Menurutnya, perubahan iklim dapat mengganggu ketersediaan pangan dan mengancam ketahanan pangan. Secara sederhana, berkurangnya produksi akan mengakibatkan harga pangan menjadi lebih mahal. Kenaikan harga dapat berdampak pada akses, keterjangkauan dan pemanfaatan pangan.
Dia melanjutkan, tingginya harga makanan bergizi merupakan faktor terbesar yang menghalangi konsumsi rumah tangga yang lebih besar dan lebih sehat, berdasarkan data WFP 2017.
Baca Juga
Data yang sama juga menunjukkan harga makanan bergizi termurah untuk rata-rata rumah tangga empat orang berjumlah Rp1.191.883 per bulan. Biaya tersebut lebih dari dua kali lipat rata-rata pengeluaran rumah tangga nasional untuk makanan pada September 2020 yang hanya Rp588.773 per bulan, berdasarkan data BPS 2020.
Volatilitas harga berdampak signifikan bagi ketahanan pangan Indonesia, karena konsumen dapat mengubah konsumsinya untuk merespons kenaikan harga. Sebab, ketika menghadapi kenaikan harga, konsumen mengurangi konsumsi makanan bergizi atau bahkan jumlah keseluruhan makanan mereka.
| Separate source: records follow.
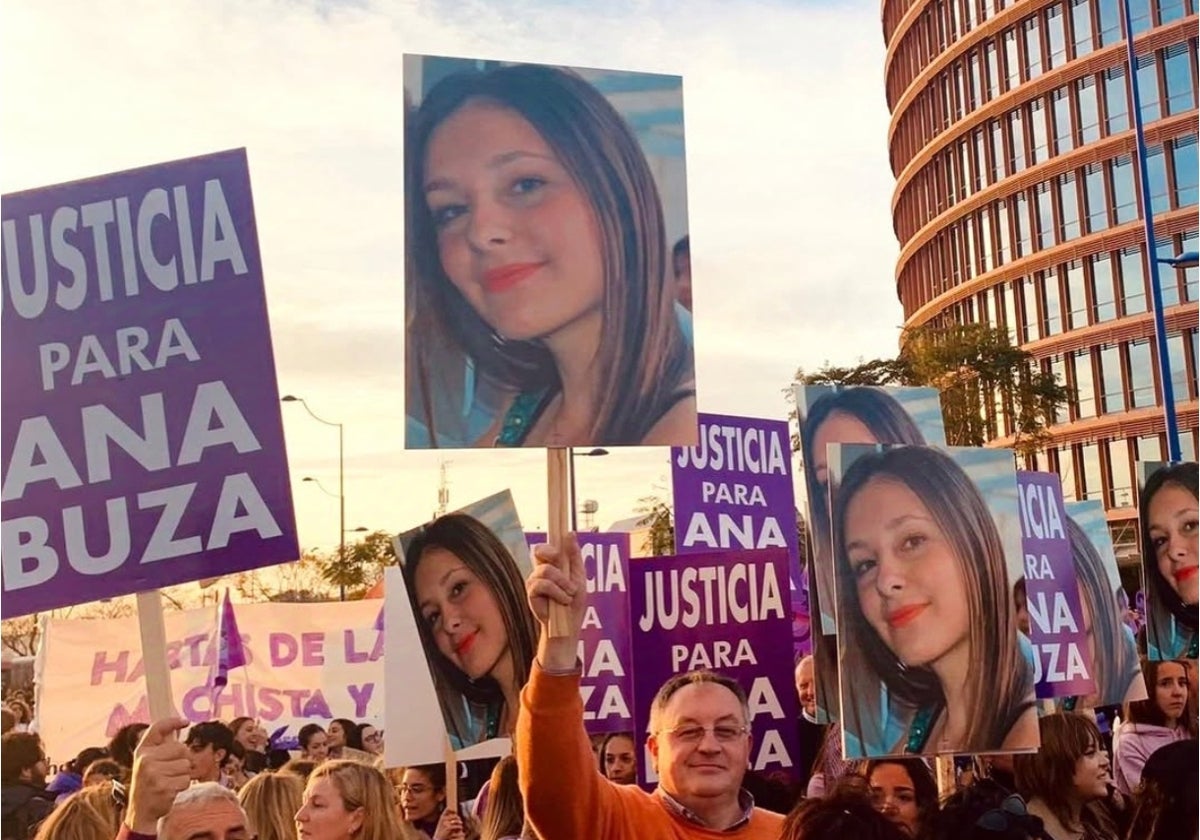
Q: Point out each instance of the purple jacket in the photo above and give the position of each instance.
(1135, 744)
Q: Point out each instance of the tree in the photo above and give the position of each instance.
(983, 378)
(659, 519)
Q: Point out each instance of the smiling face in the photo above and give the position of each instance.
(894, 796)
(461, 612)
(909, 580)
(699, 769)
(1173, 517)
(324, 816)
(516, 234)
(1092, 774)
(1171, 691)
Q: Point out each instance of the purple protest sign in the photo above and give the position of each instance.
(726, 611)
(735, 491)
(607, 681)
(1056, 616)
(142, 444)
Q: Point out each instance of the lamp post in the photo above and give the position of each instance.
(1147, 213)
(341, 480)
(589, 454)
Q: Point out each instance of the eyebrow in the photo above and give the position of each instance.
(501, 160)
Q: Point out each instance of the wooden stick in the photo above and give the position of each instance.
(154, 654)
(557, 466)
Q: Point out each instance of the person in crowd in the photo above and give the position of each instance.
(348, 801)
(1153, 723)
(271, 802)
(504, 814)
(811, 733)
(532, 258)
(24, 801)
(125, 742)
(208, 744)
(844, 814)
(1165, 807)
(313, 743)
(1066, 783)
(924, 611)
(984, 810)
(1169, 519)
(372, 739)
(301, 768)
(681, 267)
(207, 810)
(699, 739)
(904, 791)
(1111, 647)
(618, 757)
(467, 594)
(70, 779)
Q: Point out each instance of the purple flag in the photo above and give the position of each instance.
(1051, 589)
(607, 682)
(142, 443)
(231, 652)
(735, 491)
(725, 611)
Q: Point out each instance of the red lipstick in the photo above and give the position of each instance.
(899, 618)
(507, 276)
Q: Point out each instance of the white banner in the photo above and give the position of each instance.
(306, 663)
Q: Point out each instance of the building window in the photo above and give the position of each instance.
(1111, 390)
(1116, 102)
(1133, 282)
(1104, 306)
(1141, 375)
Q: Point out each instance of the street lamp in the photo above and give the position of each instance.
(589, 454)
(341, 480)
(1147, 213)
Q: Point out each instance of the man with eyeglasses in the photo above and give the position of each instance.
(699, 739)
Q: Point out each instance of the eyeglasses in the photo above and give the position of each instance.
(693, 733)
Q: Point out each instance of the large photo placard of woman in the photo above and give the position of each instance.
(927, 549)
(547, 261)
(1168, 513)
(463, 575)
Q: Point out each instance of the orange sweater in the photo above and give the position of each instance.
(567, 798)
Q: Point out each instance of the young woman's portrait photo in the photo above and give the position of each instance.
(927, 549)
(545, 207)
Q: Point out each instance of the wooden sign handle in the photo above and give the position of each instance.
(154, 654)
(558, 477)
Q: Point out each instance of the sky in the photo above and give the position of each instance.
(793, 252)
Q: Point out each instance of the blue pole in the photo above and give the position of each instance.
(1147, 213)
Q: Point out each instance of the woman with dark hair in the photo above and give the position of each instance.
(1169, 520)
(539, 243)
(904, 791)
(1153, 723)
(1110, 645)
(925, 612)
(474, 623)
(1067, 780)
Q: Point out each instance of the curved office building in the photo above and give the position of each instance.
(1017, 204)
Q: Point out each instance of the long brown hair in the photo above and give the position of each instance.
(643, 360)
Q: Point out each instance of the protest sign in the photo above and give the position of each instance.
(1110, 622)
(603, 145)
(606, 683)
(735, 491)
(1167, 508)
(726, 611)
(461, 598)
(143, 444)
(928, 551)
(305, 663)
(1057, 629)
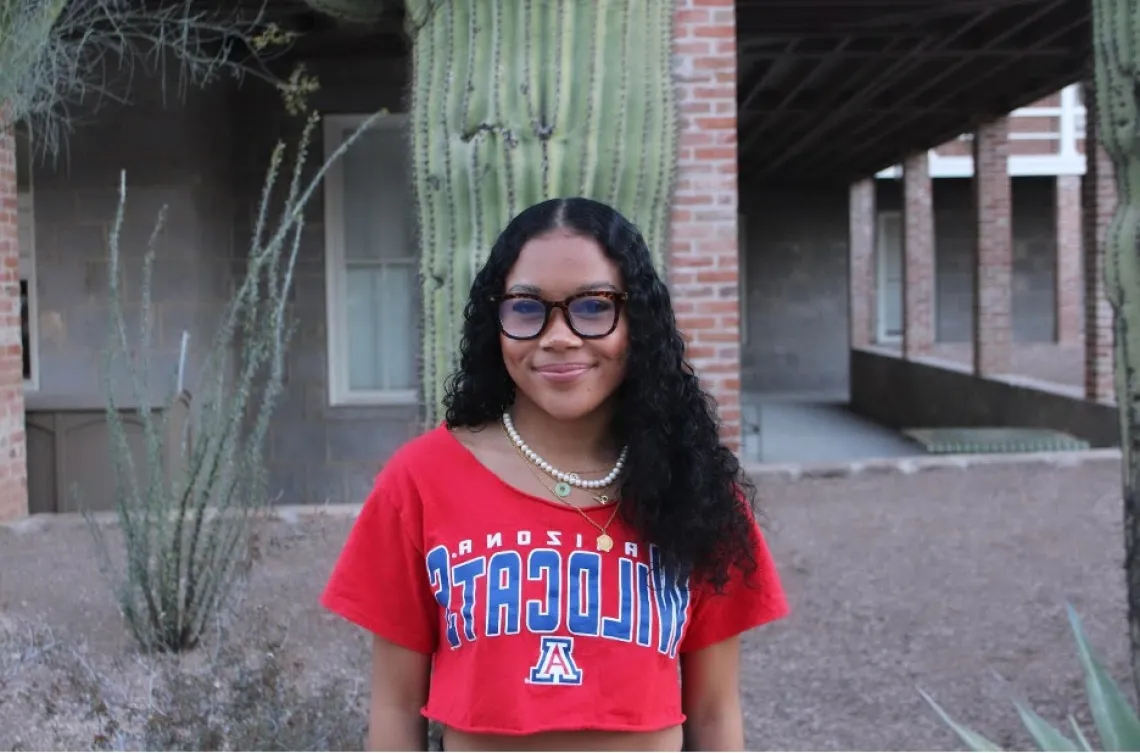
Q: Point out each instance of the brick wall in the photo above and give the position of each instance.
(703, 263)
(862, 263)
(13, 465)
(993, 297)
(1098, 201)
(918, 256)
(1069, 276)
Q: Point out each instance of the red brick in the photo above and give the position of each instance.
(993, 279)
(918, 256)
(1098, 201)
(703, 264)
(13, 449)
(1069, 276)
(861, 245)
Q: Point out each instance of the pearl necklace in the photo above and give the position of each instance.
(566, 480)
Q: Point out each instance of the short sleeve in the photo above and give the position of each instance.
(743, 604)
(380, 580)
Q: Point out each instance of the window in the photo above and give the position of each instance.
(25, 222)
(889, 277)
(371, 265)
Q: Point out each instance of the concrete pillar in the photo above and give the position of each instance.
(705, 262)
(918, 256)
(1068, 275)
(993, 251)
(862, 279)
(13, 442)
(1098, 201)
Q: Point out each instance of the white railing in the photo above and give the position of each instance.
(1063, 158)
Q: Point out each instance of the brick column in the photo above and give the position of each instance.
(918, 256)
(13, 451)
(1098, 201)
(703, 263)
(993, 251)
(861, 267)
(1068, 275)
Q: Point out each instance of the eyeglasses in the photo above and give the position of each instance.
(589, 314)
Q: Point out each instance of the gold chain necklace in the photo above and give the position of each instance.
(604, 541)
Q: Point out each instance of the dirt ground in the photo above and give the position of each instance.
(950, 580)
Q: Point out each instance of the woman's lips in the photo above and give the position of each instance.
(562, 371)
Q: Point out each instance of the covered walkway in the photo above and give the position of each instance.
(841, 105)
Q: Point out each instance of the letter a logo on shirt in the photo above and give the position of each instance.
(555, 662)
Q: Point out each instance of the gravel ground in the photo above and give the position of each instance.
(951, 580)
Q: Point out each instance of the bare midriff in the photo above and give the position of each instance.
(664, 739)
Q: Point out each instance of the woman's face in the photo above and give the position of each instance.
(563, 374)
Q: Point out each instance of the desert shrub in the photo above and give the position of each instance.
(249, 693)
(1116, 722)
(186, 509)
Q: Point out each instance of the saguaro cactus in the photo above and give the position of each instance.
(519, 100)
(1116, 57)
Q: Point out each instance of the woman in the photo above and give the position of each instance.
(535, 570)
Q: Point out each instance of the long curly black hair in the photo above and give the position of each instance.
(680, 487)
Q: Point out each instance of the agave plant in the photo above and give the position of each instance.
(1115, 720)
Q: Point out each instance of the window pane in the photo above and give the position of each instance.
(363, 328)
(23, 162)
(398, 325)
(376, 196)
(381, 326)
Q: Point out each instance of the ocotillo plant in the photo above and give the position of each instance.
(514, 101)
(1115, 31)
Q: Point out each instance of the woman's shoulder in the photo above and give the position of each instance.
(429, 455)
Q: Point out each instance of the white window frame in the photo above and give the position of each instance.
(25, 217)
(335, 278)
(880, 279)
(742, 276)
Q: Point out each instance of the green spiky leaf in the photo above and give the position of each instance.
(1116, 722)
(974, 739)
(1047, 736)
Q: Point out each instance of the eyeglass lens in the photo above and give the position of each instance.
(589, 316)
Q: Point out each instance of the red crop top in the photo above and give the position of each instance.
(531, 628)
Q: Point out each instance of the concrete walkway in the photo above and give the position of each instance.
(816, 430)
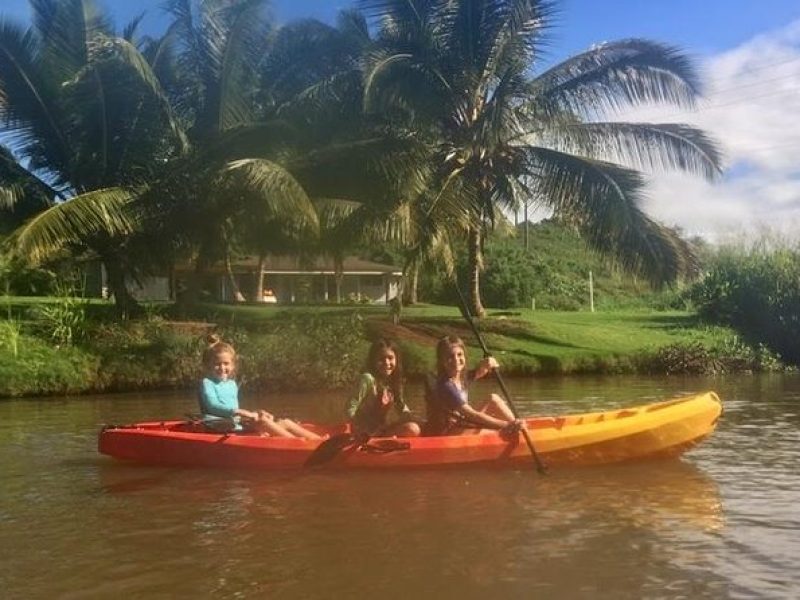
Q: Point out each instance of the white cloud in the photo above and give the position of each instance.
(752, 108)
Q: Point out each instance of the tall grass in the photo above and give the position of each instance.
(755, 288)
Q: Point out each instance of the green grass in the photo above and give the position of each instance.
(308, 347)
(529, 341)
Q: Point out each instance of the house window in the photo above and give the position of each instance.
(372, 280)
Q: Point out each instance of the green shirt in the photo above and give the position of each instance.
(369, 408)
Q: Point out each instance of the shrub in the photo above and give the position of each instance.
(756, 291)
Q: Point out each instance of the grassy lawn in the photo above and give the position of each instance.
(527, 341)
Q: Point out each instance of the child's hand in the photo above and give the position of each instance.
(247, 415)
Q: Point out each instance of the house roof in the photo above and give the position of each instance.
(294, 265)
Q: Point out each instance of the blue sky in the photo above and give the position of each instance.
(749, 53)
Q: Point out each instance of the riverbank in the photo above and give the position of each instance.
(308, 348)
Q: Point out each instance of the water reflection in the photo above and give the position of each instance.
(723, 523)
(436, 531)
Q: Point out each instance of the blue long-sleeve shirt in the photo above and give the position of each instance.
(219, 399)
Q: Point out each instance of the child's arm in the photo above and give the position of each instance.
(481, 418)
(487, 365)
(366, 386)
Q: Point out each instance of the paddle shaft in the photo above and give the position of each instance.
(464, 309)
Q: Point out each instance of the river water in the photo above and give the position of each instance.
(722, 522)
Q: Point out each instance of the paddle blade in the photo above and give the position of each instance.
(330, 448)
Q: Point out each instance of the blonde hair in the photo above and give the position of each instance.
(443, 351)
(214, 347)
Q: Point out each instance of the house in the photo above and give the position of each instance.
(284, 280)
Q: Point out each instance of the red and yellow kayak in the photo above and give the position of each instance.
(659, 430)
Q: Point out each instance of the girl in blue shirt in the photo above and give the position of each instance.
(219, 399)
(449, 411)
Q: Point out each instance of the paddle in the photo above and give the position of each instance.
(333, 446)
(540, 466)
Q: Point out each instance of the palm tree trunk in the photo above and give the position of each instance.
(194, 285)
(125, 304)
(237, 292)
(475, 265)
(411, 284)
(258, 289)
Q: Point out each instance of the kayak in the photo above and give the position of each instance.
(658, 430)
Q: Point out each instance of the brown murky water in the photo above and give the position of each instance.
(724, 522)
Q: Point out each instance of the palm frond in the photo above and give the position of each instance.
(648, 146)
(29, 109)
(265, 189)
(602, 201)
(617, 75)
(73, 222)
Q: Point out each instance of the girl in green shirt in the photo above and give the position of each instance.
(379, 393)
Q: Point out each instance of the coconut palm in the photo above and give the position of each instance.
(461, 73)
(86, 115)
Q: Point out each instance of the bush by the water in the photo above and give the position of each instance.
(757, 292)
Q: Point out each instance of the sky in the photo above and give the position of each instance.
(748, 52)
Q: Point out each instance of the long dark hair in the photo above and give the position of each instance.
(395, 380)
(442, 351)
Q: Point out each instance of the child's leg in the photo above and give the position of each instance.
(297, 430)
(403, 429)
(275, 428)
(497, 407)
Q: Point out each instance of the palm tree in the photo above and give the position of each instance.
(86, 115)
(460, 73)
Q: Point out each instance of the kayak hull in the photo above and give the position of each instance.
(651, 431)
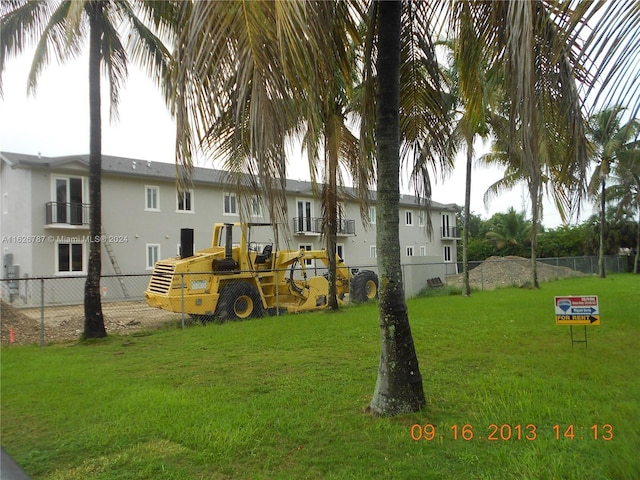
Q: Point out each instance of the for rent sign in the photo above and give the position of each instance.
(577, 310)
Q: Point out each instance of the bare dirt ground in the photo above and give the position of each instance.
(64, 323)
(497, 272)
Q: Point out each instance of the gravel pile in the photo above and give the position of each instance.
(497, 272)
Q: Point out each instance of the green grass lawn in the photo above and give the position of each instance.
(284, 398)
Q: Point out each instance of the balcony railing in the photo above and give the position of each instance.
(449, 232)
(313, 226)
(63, 213)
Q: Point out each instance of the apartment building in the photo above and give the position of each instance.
(44, 222)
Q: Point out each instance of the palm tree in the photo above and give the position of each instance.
(609, 138)
(61, 27)
(472, 90)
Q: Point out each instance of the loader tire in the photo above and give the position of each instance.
(238, 301)
(364, 286)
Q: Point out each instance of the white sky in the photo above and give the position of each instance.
(55, 122)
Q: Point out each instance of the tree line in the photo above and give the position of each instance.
(508, 233)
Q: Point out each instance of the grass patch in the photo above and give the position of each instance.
(284, 397)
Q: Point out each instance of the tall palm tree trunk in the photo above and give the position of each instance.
(399, 385)
(636, 260)
(534, 187)
(603, 219)
(93, 320)
(466, 288)
(332, 206)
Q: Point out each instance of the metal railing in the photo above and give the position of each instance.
(314, 225)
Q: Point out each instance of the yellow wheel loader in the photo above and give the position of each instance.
(238, 278)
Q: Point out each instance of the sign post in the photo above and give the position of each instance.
(575, 310)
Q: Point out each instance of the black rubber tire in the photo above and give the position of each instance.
(364, 286)
(238, 301)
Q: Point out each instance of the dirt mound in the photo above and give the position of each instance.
(63, 323)
(507, 271)
(12, 319)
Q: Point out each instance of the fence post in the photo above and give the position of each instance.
(182, 297)
(42, 312)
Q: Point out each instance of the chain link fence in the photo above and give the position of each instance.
(48, 309)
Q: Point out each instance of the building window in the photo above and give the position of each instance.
(185, 201)
(448, 231)
(230, 204)
(153, 255)
(70, 258)
(152, 198)
(408, 216)
(68, 199)
(307, 261)
(256, 207)
(304, 220)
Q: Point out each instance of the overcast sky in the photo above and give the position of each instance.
(55, 121)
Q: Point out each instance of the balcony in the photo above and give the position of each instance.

Penelitian CIPS tentang dampak tingginya harga pangan bagi penerima bantuan sembako, menemukan bahwa penerima bantuan lebih memprioritaskan beras daripada telur ketika menghadapi kenaikan harga dan akan lebih memilih untuk meningkatkan konsumsi mie instan.
“Oleh karena itu, masa depan sistem pangan kita bergantung pada kemampuan kita untuk beradaptasi dan menciptakan sistem pangan yang tangguh. Menciptakan sistem pangan yang tangguh untuk beradaptasi dengan dampak perubahan iklim harus menjadi prioritas utama bagi Indonesia,” lanjut Felippa.
Perdagangan terbuka atau open trade dapat menjadi solusi untuk beradaptasi dengan ancaman perubahan iklim yang sangat mungkin meningkat di masa depan. Perdagangan dapat membantu mendiversifikasi sumber pangan dalam periode pemulihan dari guncangan dan hal tersebut membuat sistem pangan lebih tangguh.